# **Project Name**    - **Yes Bank Stock Closing Price Prediction**



# **Problem Statement**


Yes Bank is a well-known bank in the Indian financial domain. Since 2018, it has been in the news because of the fraud case involving Rana Kapoor. Owing to this fact, it was interesting to see how that impacted the stock prices of the company and whether Time series models or any other predictive models can do justice to such situations. This dataset has monthly stock prices of the bank since its inception and includes closing, starting, hightest, and lowest stock prices of every month.

** **The main objective is to predict the stock's closing price of the month.** **


# ***Let's Begin !***

## ***1. Know Your Data***

### Import Libraries

In [None]:
# Import Libraries
import numpy as np
import pandas as pd
import matplotlib.pyplot as plt
import seaborn as sns



### Dataset Loading

In [None]:
# Load Dataset
from google.colab import drive
drive.mount('/content/drive')


In [None]:
path = '/content/drive/MyDrive/Colab Notebooks/capstone_project_02/data_YesBank_StockPrices.csv'
dataset = pd.read_csv(path)

### Dataset First View

In [None]:
# Dataset First Look
dataset

### Dataset Rows & Columns count

In [None]:
# Dataset Rows & Columns count
dataset.shape 

### Dataset Information

In [None]:
# Dataset Info
dataset.info()

#### Duplicate Values

In [None]:
# Dataset Duplicate Value Count
dataset.duplicated().value_counts()

#### Missing Values/Null Values

In [None]:
# Missing Values/Null Values Count
dataset.isnull().sum()

### The given dataset has 185 observations with 5 features including no missing values and no duplicates values.

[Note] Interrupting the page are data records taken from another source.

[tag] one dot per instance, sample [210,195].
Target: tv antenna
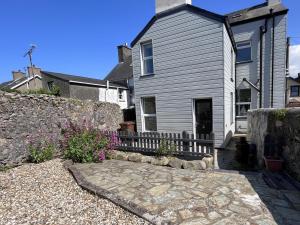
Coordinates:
[29,54]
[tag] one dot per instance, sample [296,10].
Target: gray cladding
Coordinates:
[188,64]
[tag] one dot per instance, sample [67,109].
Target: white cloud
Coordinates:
[294,60]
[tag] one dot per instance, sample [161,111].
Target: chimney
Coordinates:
[18,75]
[32,71]
[273,2]
[163,5]
[124,53]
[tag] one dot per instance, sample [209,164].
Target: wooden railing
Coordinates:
[178,144]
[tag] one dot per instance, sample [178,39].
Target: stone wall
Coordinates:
[284,126]
[31,116]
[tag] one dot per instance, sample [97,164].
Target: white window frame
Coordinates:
[239,104]
[121,95]
[146,58]
[244,42]
[143,115]
[232,64]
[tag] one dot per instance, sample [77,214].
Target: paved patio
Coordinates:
[163,195]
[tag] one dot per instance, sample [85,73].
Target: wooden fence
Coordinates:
[178,144]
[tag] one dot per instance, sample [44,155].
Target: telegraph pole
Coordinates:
[29,54]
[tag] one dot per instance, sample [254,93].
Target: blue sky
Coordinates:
[80,36]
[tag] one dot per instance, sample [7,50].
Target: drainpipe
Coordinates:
[263,30]
[288,43]
[273,57]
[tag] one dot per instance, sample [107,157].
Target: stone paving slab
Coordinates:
[164,195]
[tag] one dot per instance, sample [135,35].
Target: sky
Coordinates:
[80,37]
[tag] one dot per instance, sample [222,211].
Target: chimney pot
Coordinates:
[163,5]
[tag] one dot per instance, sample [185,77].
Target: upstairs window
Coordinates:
[149,114]
[147,58]
[295,91]
[50,85]
[244,52]
[243,104]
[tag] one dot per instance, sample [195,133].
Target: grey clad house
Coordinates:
[200,72]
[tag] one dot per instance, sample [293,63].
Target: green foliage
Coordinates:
[42,153]
[280,114]
[166,148]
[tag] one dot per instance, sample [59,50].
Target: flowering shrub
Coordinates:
[41,151]
[84,144]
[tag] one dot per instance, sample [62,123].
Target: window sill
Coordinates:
[245,62]
[147,75]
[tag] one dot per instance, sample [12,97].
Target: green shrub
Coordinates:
[84,144]
[42,153]
[166,148]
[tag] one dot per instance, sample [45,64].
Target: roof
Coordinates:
[122,71]
[12,83]
[80,79]
[255,13]
[208,14]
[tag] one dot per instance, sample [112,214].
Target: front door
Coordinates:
[203,116]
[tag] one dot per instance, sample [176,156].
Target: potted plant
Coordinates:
[273,154]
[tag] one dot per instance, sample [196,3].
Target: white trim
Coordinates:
[26,81]
[98,85]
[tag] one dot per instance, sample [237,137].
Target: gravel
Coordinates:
[47,194]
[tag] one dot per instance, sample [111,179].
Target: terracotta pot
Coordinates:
[274,165]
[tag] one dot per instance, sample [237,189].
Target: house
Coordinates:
[293,91]
[71,86]
[122,72]
[200,72]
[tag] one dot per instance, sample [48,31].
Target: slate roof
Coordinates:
[67,77]
[12,83]
[254,13]
[122,71]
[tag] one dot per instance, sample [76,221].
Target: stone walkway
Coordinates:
[163,195]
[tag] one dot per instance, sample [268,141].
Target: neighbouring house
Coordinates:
[200,72]
[71,86]
[293,91]
[122,72]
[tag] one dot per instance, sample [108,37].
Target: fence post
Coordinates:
[185,143]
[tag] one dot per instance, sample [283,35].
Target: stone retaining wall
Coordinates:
[284,126]
[35,116]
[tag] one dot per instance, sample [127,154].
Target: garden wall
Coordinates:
[283,126]
[24,117]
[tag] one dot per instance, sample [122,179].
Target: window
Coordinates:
[121,94]
[231,108]
[244,52]
[232,64]
[50,85]
[149,114]
[147,58]
[295,91]
[243,104]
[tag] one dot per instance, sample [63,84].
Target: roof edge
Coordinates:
[192,8]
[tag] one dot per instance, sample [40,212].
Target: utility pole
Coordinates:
[29,54]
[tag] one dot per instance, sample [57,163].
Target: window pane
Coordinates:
[148,66]
[244,54]
[295,91]
[244,95]
[149,106]
[243,109]
[147,50]
[150,123]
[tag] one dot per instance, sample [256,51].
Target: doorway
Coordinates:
[203,116]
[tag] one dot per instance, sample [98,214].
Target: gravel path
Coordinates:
[47,194]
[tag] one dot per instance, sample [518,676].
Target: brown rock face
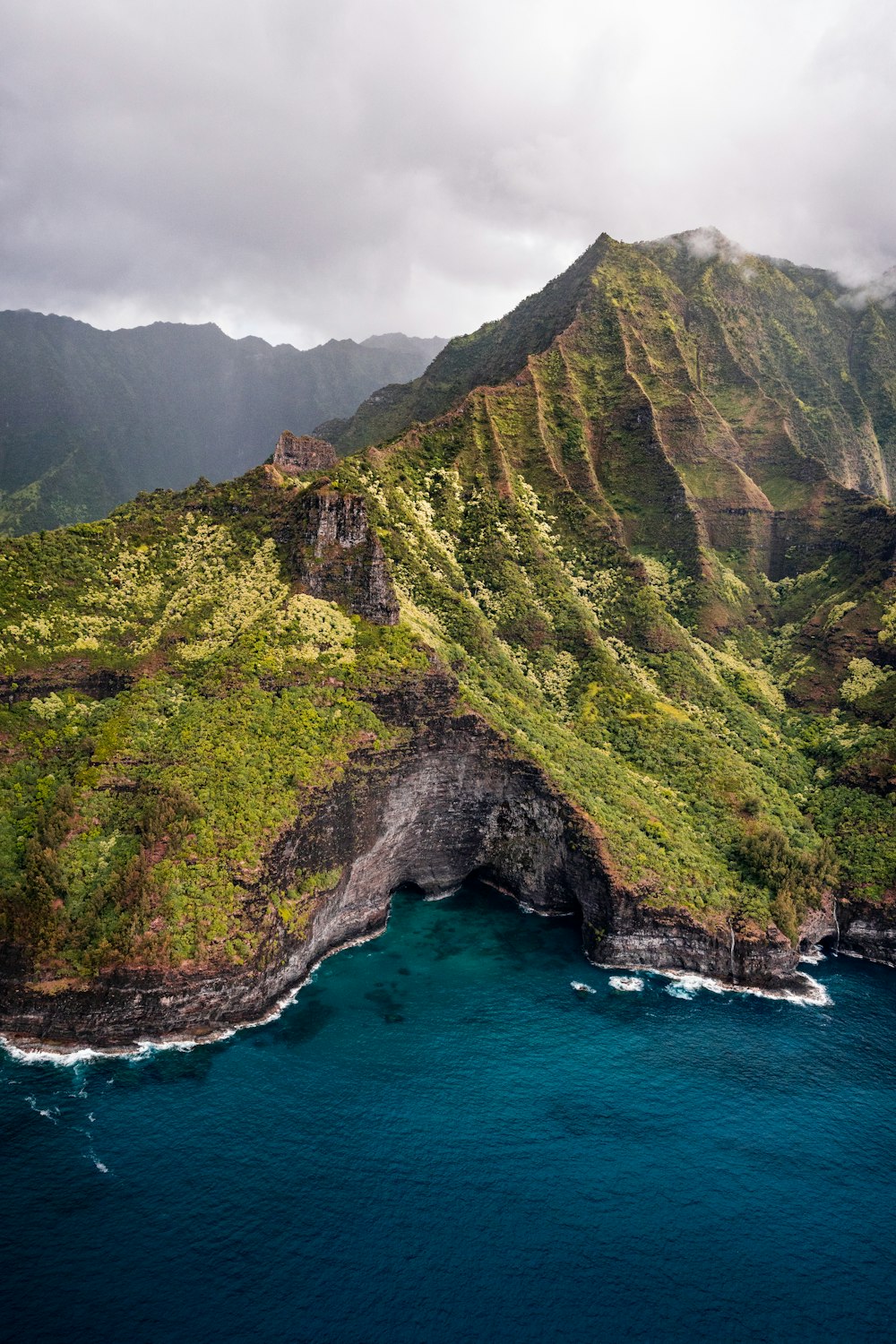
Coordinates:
[303,453]
[447,804]
[338,556]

Date feature is of object type. closing, opening, highest and lowest stock prices are features in float datatypes. 



## ***2. Understanding Your Variables***

In [None]:
# Convert date column to a proper datetime datatype yyyy-mm-dd.
from datetime import datetime
dataset['Date'] = pd.to_datetime(dataset['Date'].apply(lambda x: datetime.strptime(x, "%b-%y")))

In [None]:
dataset.head()

In [None]:
# Dataset Describe
dataset.describe()

### Variables Description 

We can see from the dataset above, all the variables are quantitive it means it shows numerical values. There is no categorical data present.



*   Date :- The date (Month and Year provided)
*   Open :- The price of the stock at the beginning of a particular time period.
*   Close :- The trading price at the end (in this case end of the month)
*   High :-The Maximum price at which a stock traded during the period.
*   Low :-The Lowest price at which a stock traded during the period.

The main objective is to predict the stock's closing price of the month so the closing price of stock have to be considered as dependent features whereas rest of the features are independent features.

In [None]:
# Setting date coloum as index as we need to track variation in stock price on different dates.
dataset.set_index('Date', inplace = True)

In [None]:
dependent_variable = 'Close'
independent_variables =list(set(dataset.columns.tolist())-{dependent_variable})
independent_variables

## ** Data Vizualization, Storytelling & Experimenting with charts : Understand the relationships between variables***

**Assumptions:**

The multiple regression model is based on a following assumptions:


* **Linearity:** There should be linear relationship between the dependent and independent variables.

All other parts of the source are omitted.